Question

A bicycle rider accelerates from rest up to full speed on a flat, straight road. The frictional force between the road and the tires pushing her forward is f1. The air drag (and other frictional forces) pushing back is f2. What relationship would f1 and f2 have in the first few seconds of the ride?

Answer 1

Answer:

$f_1 > f_2$

Explanation:

Frictional force due to road is pushing the cycle in forward direction

so it is given as f1

also the air drag is always in opposite direction of motion so it is given as f2

so here net force on the bicycle is given as

$F_{net} = f_1 - f_2$

now initially the speed of cycle is increasing with time

so here we can say that net force on the cycle must be positive in direction

so we have

$f_1 - f_2 > 0$

so we have

$f_1 > f_2$

Answer 2

Answer:

$f_1>f_2$

Explanation:

The bicycle is able to move forward due to the frictional force between the Tyre of the bicycle and the road.
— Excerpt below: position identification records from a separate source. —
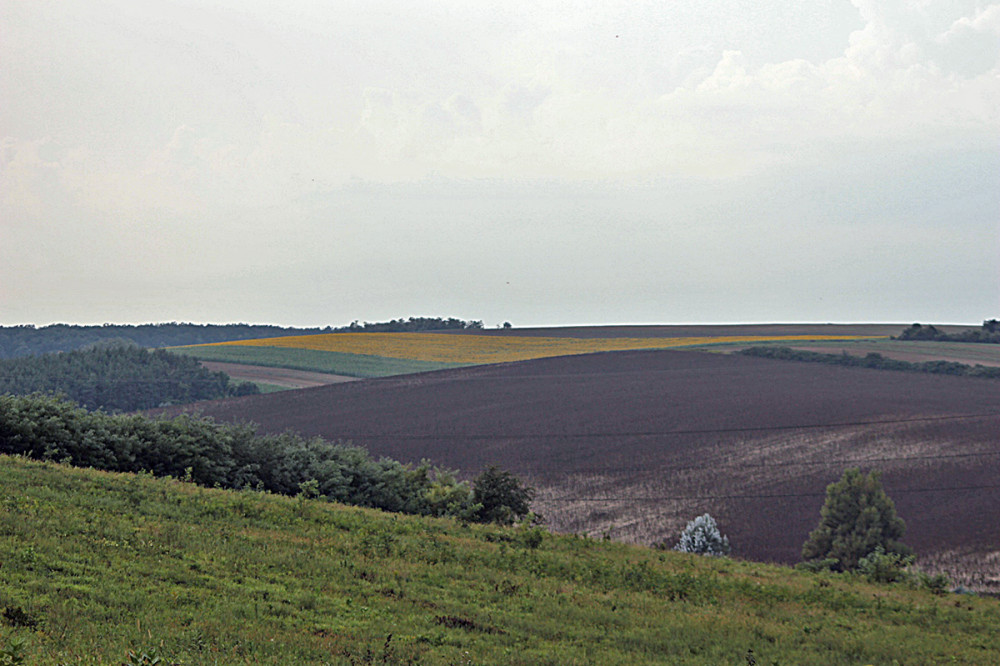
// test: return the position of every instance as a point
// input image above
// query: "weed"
(143, 658)
(15, 616)
(12, 654)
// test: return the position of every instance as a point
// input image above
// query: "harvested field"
(277, 376)
(969, 353)
(633, 444)
(482, 349)
(703, 330)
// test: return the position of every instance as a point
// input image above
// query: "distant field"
(384, 354)
(635, 443)
(959, 352)
(277, 378)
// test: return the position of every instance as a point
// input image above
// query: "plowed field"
(634, 443)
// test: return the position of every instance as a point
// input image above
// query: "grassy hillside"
(96, 564)
(635, 444)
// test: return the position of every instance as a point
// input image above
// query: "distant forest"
(18, 341)
(988, 333)
(118, 377)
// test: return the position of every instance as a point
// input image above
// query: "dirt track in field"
(633, 444)
(276, 376)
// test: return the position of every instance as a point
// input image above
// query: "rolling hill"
(632, 444)
(98, 565)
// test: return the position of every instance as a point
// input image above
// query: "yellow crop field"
(476, 349)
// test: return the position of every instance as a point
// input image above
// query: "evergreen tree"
(856, 519)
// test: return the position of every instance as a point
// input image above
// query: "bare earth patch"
(276, 376)
(634, 444)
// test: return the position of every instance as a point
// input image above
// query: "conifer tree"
(857, 518)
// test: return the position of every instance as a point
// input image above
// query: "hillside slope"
(97, 564)
(633, 444)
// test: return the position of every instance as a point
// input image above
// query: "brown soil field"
(276, 376)
(633, 444)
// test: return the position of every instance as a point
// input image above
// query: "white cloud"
(195, 130)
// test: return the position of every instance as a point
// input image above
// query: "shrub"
(504, 499)
(856, 519)
(702, 536)
(882, 567)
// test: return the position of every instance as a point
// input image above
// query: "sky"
(316, 162)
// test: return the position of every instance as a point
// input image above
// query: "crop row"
(475, 349)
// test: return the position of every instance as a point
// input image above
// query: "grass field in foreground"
(355, 353)
(97, 564)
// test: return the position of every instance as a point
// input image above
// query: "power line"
(678, 498)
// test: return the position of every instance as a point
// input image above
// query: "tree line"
(230, 456)
(118, 376)
(988, 333)
(875, 361)
(27, 340)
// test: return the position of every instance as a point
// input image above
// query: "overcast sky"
(313, 162)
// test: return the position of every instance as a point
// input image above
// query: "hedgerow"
(226, 456)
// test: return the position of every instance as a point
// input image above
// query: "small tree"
(503, 497)
(702, 536)
(856, 519)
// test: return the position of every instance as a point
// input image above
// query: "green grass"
(338, 363)
(96, 564)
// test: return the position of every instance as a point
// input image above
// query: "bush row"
(118, 376)
(237, 456)
(873, 360)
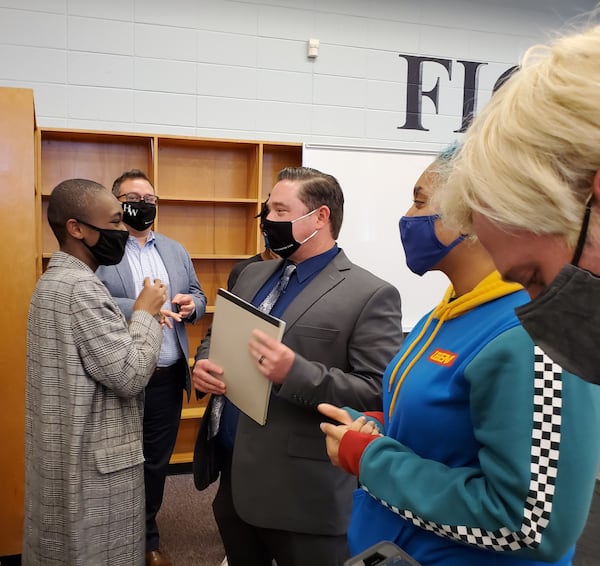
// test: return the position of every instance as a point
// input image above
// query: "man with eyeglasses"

The air drag and other frictional forces act in the opposite direction of motion. The net force is:  

$F_{net}=f_1-f_2$ is non-zero due to which the bicycle is able to accelerate forward. Therefore, the frictional force between the Tyre and the road must be greater than the air drag.

Later on, as the bicylce attains full constant speed, the two forces would be equal.